O encerramento das centrais termoeléctricas de Sines (no distrito de Setúbal) e do Pego (no distrito de Abrantes), em 2021, transformou Portugal no quarto país da União Europeia a abandonar totalmente o uso de carvão na produção de energia eléctrica — nove anos antes do compromisso assumido por Portugal diante dos pares da UE e 29 anos antes da data-limite de 2050 acordada pelos Estados-membros no âmbito do Pacto Ecológico Europeu. Em 2020, a energia produzida por estas centrais portuguesas supria, de acordo com relatório da Agência Internacional de Energia (AIE), 6% das necessidades energéticas do país.
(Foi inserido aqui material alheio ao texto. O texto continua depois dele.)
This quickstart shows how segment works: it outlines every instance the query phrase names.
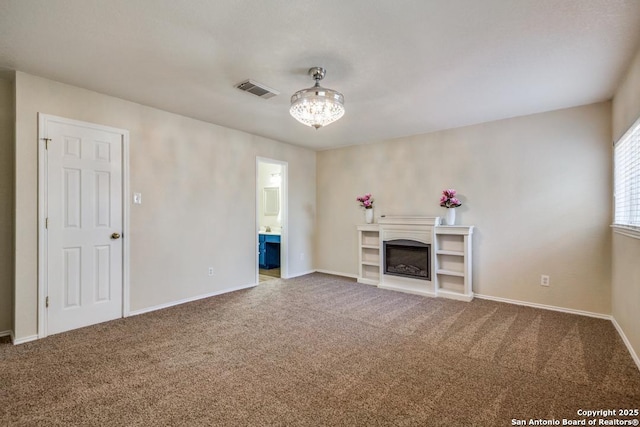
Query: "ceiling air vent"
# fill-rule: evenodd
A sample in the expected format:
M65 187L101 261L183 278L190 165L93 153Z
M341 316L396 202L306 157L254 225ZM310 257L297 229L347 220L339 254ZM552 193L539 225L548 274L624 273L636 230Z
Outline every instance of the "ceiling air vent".
M265 86L262 83L258 83L254 80L245 80L242 83L236 85L236 87L245 92L249 92L254 94L255 96L259 96L260 98L269 99L273 98L276 95L280 95L275 89L271 89L269 86Z

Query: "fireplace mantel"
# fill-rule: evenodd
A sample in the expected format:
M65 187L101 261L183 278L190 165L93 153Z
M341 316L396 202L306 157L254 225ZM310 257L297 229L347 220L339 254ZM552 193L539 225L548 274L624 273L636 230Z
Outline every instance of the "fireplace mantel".
M440 217L384 216L378 224L360 225L358 281L401 292L471 301L473 226L441 225ZM384 242L413 240L431 245L431 280L384 272Z

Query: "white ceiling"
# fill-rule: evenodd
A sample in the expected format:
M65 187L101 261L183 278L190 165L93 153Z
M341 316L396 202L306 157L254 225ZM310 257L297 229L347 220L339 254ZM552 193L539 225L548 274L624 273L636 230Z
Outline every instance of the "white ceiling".
M316 150L607 100L639 44L639 0L0 0L0 68Z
A convite da organização ambientalista não-governamental ClientEarth, o fotógrafo britânico Dan Wilton visitou Portugal, em 2019, aquando do desenvolvimento do projecto The Very Fire They Sit Beside, que documenta os efeitos da indústria do carvão nas paisagens e comunidades de nove países europeus – Espanha, Inglaterra, Alemanha, República Checa, Grécia, Polónia, Sérvia e Bulgária. Referindo-se à fotografia que realizou em Sines, que descreve um dia de Verão junto à central de transformação em funcionamento, Dan Wilton observa que “tem sido interessante perceber como o significado da imagem mudou ao longo do tempo”. Em entrevista, recorda que “Sines foi uma das centrais mais poluentes da Europa”. Se inicialmente considerava a fotografia simplesmente “cativante”, hoje apelida-a de “a mais esperançosa” de toda a série. Afinal, a unidade de transformação encerrou mais de 10 anos antes do previsto.
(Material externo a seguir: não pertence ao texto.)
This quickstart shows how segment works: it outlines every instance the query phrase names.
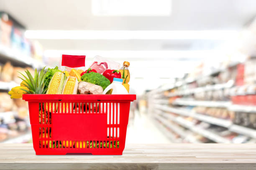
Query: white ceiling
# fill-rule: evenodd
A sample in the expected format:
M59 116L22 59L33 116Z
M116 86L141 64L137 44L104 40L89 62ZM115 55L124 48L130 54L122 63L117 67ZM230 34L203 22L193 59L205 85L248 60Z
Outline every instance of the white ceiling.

A viagem do fotógrafo é demorada, assim como o seu olhar sobre o tema. “Acho que muitas pessoas imaginam que o carvão pertence a uma era ultrapassada na Europa. Eu sei que eu pensava assim.” Os factos, porém, colocam o carvão em força no presente. “Sempre pensei que a Alemanha fosse uma líder verde na Europa”, nota. “Não fazia ideia que apenas a meia hora de carro de Colónia estão algumas das maiores minas de lignito do mundo, rodeadas por um anel de centrais de transformação termoeléctrica que dão forma a um dos pontos de maior emissão de carbono da Europa.” Em 2020, a Alemanha dependia do carvão para suprir quase 23% das suas exigentes necessidades energéticas — e pouco mudou desde então. Estima-se que essa dependência possa mesmo vir a agravar-se com a eclosão da guerra na Ucrânia. “Acho isso estonteante”, exclama.
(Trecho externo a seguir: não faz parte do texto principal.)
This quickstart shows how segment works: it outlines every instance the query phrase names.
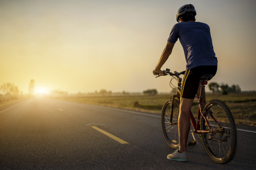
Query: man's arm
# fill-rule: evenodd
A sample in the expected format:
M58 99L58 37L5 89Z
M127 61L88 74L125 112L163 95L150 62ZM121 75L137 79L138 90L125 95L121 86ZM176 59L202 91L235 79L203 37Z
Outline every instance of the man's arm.
M161 68L166 62L171 53L175 44L175 43L171 43L168 41L167 42L167 44L166 44L164 51L161 55L158 63L155 66L155 70L153 71L153 73L154 75L162 75L163 74L163 71L161 70Z

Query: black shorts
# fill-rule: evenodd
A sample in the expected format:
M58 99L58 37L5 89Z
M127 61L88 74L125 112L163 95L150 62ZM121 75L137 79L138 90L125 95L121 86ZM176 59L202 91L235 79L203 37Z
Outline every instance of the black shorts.
M217 66L202 66L186 71L181 86L180 97L186 99L193 99L198 88L200 77L206 74L213 76L217 72Z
Durante o seu périplo pela Alemanha, Dan conheceu a antiga aldeia de Manhein, na Renânia do Norte-Vestefália, que foi evacuada nos anos 40 e 50 para permitir o alargamento das minas de carvão vizinhas. “Manheim só existe nas memórias dos seus antigos habitantes”, pode ler-se numa das legendas de uma fotografia do projecto. Actualmente, à semelhança de outras no país, Manhein é uma vila-fantasma. “Este é um problema pouco conhecido, mas comum no que toca a minas a céu aberto por toda a Europa. As minas devoram as paisagens e as autoridades são forçadas a realojar as populações para abrir caminho.”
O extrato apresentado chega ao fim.